Olive oil in the water? Italian chefs do not add it. Olive oil greases the pasta, and the sauce does not stick. If there is a sticking problem: not enough water (under 1 L per 100 g) or insufficient stirring. Water plus stirring is sufficient.
Fresh pasta (pasta fresca)
Different from dry pasta: durum wheat semolina + egg + (sometimes water). Softer, faster cooking (2 to 4 minutes), richer texture. Fettuccine, pappardelle, ravioli, tortellini are classic formats for fresh.
For home-made fresh pasta:
100 g flour to 1 egg (50/50 ratio of Tipo 00 and semolina)
Make a well on the counter, egg in the centre, mix slowly
Knead 10 minutes, rest 30 minutes under a moist cloth
Open with a pasta machine or rolling pin, cut
Cook in boiling water 2 to 3 minutes
Fresh pasta should be eaten the same day, or kept 2 to 3 days in the fridge, months in the freezer. Industrial package fresh pasta is vacuum sealed for a 30-day shelf life.
Pasta in Turkish cuisine
Pasta arrived in Türkiye in the late 19th century by Italian influence, but local adaptations developed:
Buttered + yogurt-topped: the most Turkish pattern. Penne or rigatoni, with butter and a little red pepper paste, with garlic yogurt on top.
Baked pasta: rigatoni or penne, kaşar, milk or béchamel, baked for 30 minutes.
Noodle soup with home-made erişte: home-made fresh flat pasta, in a chicken broth soup.
Mantı: small square dough with mince filling, served with yogurt, butter, and pul biber on top. A relative of pasta, with Central Asian origin.
Şehriye pilavı: thin şehriye, browned in butter and folded into pilav.
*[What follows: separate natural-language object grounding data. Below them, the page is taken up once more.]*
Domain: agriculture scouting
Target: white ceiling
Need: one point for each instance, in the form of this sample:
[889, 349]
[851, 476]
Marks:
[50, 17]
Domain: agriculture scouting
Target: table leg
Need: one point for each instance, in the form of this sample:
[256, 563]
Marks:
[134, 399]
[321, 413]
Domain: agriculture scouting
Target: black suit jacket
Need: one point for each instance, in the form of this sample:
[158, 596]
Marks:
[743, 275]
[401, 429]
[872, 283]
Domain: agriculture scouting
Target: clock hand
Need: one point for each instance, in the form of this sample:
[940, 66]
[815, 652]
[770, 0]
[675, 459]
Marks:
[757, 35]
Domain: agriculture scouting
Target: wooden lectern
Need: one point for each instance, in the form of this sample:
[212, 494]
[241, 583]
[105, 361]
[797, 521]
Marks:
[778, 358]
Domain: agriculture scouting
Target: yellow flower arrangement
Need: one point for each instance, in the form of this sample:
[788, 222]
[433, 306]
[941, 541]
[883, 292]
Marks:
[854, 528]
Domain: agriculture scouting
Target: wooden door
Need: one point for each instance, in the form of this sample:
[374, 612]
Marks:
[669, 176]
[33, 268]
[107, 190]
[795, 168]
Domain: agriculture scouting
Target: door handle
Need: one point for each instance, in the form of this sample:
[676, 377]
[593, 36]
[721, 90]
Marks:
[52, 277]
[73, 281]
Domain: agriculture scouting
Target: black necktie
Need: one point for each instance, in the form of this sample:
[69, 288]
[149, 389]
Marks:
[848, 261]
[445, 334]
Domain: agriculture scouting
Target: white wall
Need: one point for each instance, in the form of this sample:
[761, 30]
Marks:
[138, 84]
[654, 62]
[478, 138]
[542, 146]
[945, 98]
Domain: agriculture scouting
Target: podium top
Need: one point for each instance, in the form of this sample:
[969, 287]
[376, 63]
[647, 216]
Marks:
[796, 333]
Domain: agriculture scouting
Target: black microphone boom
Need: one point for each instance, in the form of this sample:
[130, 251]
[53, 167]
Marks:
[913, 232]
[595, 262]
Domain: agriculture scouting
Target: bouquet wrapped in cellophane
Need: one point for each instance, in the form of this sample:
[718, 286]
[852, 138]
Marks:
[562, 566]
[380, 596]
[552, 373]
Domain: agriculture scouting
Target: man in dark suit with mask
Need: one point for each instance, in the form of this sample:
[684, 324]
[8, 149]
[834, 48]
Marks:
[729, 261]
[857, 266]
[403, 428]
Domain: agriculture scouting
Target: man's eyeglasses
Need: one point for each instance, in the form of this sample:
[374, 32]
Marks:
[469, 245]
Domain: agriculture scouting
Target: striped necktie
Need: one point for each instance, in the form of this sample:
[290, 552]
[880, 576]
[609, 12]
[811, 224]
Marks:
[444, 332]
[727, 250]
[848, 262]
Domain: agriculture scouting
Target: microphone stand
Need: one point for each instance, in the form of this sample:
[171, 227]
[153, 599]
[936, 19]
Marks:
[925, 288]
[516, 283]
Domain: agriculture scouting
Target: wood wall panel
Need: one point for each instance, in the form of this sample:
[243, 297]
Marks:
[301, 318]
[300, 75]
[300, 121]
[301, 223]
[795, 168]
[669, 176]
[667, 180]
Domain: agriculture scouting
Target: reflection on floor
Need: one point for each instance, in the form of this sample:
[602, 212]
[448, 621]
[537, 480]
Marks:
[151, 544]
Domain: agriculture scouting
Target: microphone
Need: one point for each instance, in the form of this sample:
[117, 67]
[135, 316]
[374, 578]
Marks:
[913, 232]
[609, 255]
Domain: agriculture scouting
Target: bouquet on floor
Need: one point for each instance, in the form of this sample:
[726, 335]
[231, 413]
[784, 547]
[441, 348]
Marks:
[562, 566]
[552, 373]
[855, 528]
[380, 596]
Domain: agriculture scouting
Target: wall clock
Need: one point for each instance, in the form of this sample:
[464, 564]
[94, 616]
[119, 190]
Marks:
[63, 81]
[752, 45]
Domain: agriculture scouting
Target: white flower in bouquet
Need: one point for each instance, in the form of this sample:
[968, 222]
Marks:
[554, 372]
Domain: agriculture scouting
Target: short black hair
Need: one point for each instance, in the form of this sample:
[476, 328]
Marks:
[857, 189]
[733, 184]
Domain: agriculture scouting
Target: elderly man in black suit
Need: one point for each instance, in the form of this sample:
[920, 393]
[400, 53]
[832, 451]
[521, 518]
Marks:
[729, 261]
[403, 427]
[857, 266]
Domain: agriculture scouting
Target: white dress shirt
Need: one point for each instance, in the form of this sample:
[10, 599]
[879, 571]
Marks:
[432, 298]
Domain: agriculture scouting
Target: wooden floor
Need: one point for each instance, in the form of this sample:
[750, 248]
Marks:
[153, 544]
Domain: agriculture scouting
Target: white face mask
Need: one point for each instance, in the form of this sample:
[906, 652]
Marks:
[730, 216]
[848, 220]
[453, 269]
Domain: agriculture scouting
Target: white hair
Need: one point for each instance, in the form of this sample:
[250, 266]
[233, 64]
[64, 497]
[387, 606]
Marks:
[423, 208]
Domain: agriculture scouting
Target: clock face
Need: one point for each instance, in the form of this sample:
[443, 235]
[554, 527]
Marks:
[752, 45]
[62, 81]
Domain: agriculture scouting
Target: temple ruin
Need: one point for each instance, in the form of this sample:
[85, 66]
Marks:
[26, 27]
These classics are in Tatonia: Türk usulü makarna, baked pasta, chicken broth şehriye soup.
Storage and cooking tips
Dry pasta keeps in a dry, airy jar for up to 2 years without loss of taste.
Cooked pasta keeps in the fridge for 3 to 5 days; lightly tossed with olive oil it does not stick.
Cooked pasta in the freezer keeps for 2 months; frozen pasta goes directly into a hot sauce, no thawing needed.
Save the pasta water: the starchy water is not only for binding sauce; it can substitute for stock.
Two levels of al dente: "molto al dente" (slight tooth resistance, for pasta that will be baked), "classic al dente" (eaten right after cooking), "softer" (for pasta salad, which firms up cold).